On 2018/9/26 下午10:35, David Sterba wrote:
> On Tue, Sep 11, 2018 at 01:38:15PM +0800, Qu Wenruo wrote:
>> Before this patch, for quota enabled balance, btrfs needs to mark the
>> whole subtree dirty for quota.
>>
>> E.g.
>> OO = Old tree blocks (from file tree)
>> NN = New tree blocks (from reloc tree)
>>
>> File tree (src) Reloc tree (dst)
>> OO (a) NN (a)
>> / \ / \
>> (b) OO OO (c) (b) NN NN (c)
>> / \ / \ / \ / \
>> OO OO OO OO (d) OO OO OO NN (d)
>>
>> For old balance + quota case, quota will mark the whole src and dst tree
>> dirty, including all the 3 old tree blocks in reloc tree.
>>
>> It's doable for small file tree or new tree blocks are all
>> located at lower level.
>>
>> But for large file tree or new tree blocks are all located at higher
>> level, this will lead to mark the whole tree dirty, and be unbelievably
>> slow.
>>
>> This patch will change how we handle such balance with quota enabled
>> case.
>>
>> Now we will search from (b) and (c) for any new tree blocks whose generation
>> is equal to @last_snapshot, and only mark them dirty.
>>
>> In above case, we only need to trace tree blocks NN(b), NN(c) and NN(d).

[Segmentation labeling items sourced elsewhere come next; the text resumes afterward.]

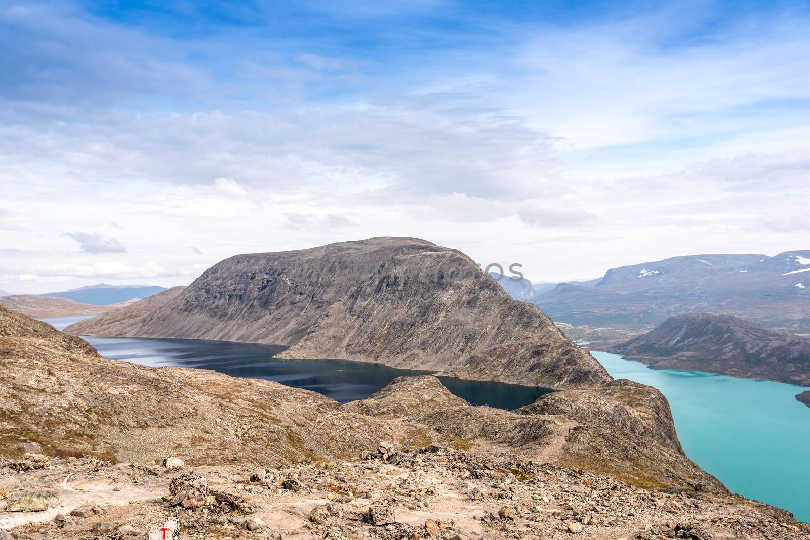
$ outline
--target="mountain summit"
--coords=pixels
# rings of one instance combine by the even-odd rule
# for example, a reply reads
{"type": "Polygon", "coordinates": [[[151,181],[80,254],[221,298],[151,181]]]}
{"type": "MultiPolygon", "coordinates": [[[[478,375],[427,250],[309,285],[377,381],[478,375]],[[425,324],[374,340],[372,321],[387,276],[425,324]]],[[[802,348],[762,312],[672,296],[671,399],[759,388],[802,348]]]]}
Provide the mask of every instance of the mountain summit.
{"type": "Polygon", "coordinates": [[[552,388],[612,380],[539,309],[513,300],[466,255],[419,238],[240,255],[154,303],[145,314],[113,311],[66,331],[282,344],[287,358],[382,362],[552,388]]]}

>> (NN(a) will be traced when CoW happens for nodeptr modification).
>> And also for tree blocks OO(b), OO(c), OO(d). (OO(a) will be traced when
>> CoW happens for nodeptr modification)
>>
>> For above case, we could skip 3 tree blocks, but for larger tree, we can
>> skip tons of unmodified tree blocks, and hugely speed up balance.
>>
>> This patch will introduce a new function,
>> btrfs_qgroup_trace_subtree_swap(), which will do the following main
>> work:
>>
>> 1) Read out real root eb
>> And setup basic dst_path for later calls
>> 2) Call qgroup_trace_new_subtree_blocks()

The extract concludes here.